Executions and Surmises

From the viewpoint of René Girard's mimetic theory, the findings of Amnesty International make perfect sense:
Amnesty's report - Affront to justice: Death penalty in Saudi Arabia - says there has been a sharp increase in executions in the last two years in the conservative Muslim kingdom.

There were 158 recorded executions in 2007 and the figure between January and August 2008 stood at 71.

The state does not provide official statistics but Amnesty said it had recorded at least 1,695 executions between 1985 and May 2008.

Of these, 830 were foreign nationals - a highly disproportionate figure since foreigners make up about one-quarter of the country's population.

In some cases, execution is followed by crucifixion, Amnesty says in its report.

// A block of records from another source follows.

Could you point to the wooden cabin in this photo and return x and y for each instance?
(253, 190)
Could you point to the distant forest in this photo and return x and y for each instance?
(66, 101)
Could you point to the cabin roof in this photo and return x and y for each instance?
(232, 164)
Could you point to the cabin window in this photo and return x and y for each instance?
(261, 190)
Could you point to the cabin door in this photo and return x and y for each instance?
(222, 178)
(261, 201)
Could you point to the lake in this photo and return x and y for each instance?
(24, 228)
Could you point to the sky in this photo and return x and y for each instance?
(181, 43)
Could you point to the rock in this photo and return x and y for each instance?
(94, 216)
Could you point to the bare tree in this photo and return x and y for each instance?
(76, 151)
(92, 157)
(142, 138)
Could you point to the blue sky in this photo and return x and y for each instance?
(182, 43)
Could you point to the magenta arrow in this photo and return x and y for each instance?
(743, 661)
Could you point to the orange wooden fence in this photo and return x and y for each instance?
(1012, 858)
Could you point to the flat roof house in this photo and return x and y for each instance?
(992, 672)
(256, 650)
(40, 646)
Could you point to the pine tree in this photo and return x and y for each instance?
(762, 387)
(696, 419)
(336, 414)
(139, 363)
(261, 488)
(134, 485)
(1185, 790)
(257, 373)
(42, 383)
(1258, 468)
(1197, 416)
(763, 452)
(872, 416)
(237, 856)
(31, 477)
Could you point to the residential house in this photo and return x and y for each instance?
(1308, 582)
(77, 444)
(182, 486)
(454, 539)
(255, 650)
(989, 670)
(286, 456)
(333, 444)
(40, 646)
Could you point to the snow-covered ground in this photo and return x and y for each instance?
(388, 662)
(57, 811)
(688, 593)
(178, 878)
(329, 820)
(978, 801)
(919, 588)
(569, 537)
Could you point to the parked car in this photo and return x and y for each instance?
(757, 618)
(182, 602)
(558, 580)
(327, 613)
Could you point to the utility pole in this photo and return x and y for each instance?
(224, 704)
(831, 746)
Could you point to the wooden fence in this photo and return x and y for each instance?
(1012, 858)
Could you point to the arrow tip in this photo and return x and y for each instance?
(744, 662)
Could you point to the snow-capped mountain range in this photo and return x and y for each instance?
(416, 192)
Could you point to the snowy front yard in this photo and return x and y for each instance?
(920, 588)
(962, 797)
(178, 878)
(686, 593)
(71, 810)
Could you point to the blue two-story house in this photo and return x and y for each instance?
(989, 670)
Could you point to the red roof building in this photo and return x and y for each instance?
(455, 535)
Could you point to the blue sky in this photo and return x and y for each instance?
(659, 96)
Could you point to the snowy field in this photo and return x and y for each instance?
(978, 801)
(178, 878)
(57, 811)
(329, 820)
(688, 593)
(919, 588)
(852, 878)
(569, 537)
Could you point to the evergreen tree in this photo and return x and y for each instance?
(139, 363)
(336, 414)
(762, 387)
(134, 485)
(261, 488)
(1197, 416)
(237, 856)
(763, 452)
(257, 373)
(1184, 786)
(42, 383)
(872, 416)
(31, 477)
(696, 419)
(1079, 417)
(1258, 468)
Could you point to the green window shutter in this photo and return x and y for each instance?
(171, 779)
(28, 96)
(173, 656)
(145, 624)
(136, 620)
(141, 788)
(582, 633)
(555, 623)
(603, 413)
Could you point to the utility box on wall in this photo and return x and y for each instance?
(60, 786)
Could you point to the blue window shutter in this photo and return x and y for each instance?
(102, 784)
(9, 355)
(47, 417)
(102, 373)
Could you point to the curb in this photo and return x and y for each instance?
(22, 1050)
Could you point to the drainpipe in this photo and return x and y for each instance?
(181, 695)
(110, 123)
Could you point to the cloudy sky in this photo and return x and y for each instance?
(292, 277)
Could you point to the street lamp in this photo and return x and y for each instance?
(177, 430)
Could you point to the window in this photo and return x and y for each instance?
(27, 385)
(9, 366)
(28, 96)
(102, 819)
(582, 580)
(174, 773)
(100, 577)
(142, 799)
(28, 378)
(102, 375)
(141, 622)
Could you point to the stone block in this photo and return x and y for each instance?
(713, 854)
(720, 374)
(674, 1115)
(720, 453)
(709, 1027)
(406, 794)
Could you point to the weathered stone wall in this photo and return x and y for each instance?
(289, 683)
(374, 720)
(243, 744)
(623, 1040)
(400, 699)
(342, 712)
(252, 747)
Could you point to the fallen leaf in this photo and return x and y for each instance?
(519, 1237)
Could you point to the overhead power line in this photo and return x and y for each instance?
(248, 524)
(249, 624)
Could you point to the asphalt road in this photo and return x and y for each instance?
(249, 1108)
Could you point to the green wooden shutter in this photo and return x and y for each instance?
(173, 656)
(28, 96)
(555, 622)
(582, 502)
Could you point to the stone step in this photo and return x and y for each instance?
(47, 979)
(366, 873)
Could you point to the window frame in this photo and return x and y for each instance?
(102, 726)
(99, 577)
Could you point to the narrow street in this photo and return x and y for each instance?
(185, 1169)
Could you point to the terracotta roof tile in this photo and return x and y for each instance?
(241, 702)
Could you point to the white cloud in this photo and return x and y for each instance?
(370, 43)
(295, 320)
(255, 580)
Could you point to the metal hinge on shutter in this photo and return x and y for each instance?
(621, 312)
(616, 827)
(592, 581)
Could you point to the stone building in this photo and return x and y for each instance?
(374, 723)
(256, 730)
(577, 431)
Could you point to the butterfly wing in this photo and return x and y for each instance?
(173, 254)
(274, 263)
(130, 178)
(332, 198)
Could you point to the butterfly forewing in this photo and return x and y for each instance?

Saudi officials were not immediately available to comment. They routinely defend beheadings as a quick and clean form of execution sanctioned by the Islamic faith
(my emphases - ht: Real Clear Religion). Read all …
A few surmises: (a) foreign nationals make splendid victims in the view of the "primitive sacred," from Girard's point of view; they have no relatives or backers of influence, generally, to cover their back, as the kids say today. (b) Crucifixion ... crucifixion? Enough said. (c) The increase in executions, feeding of the victimary apparatus of the primitive sacred, is a tell-tale indicator of a weakening of what Hamerton-Kelly calls the "Generative Mimetic Scapegoating Mechanism" of a culture.

Is this good news, or bad news? Too early to tell, in my opinion. What it does say, however, is that this predominantly Wahhabi nation of Saudi Arabia is surreptitiously dependent on and part and parcel with pagan religion, the characteristics of which are manifest and well-documented in the taxonomy provided not only Girard but such notables as former Jungian Jeffrey Burke Satinover.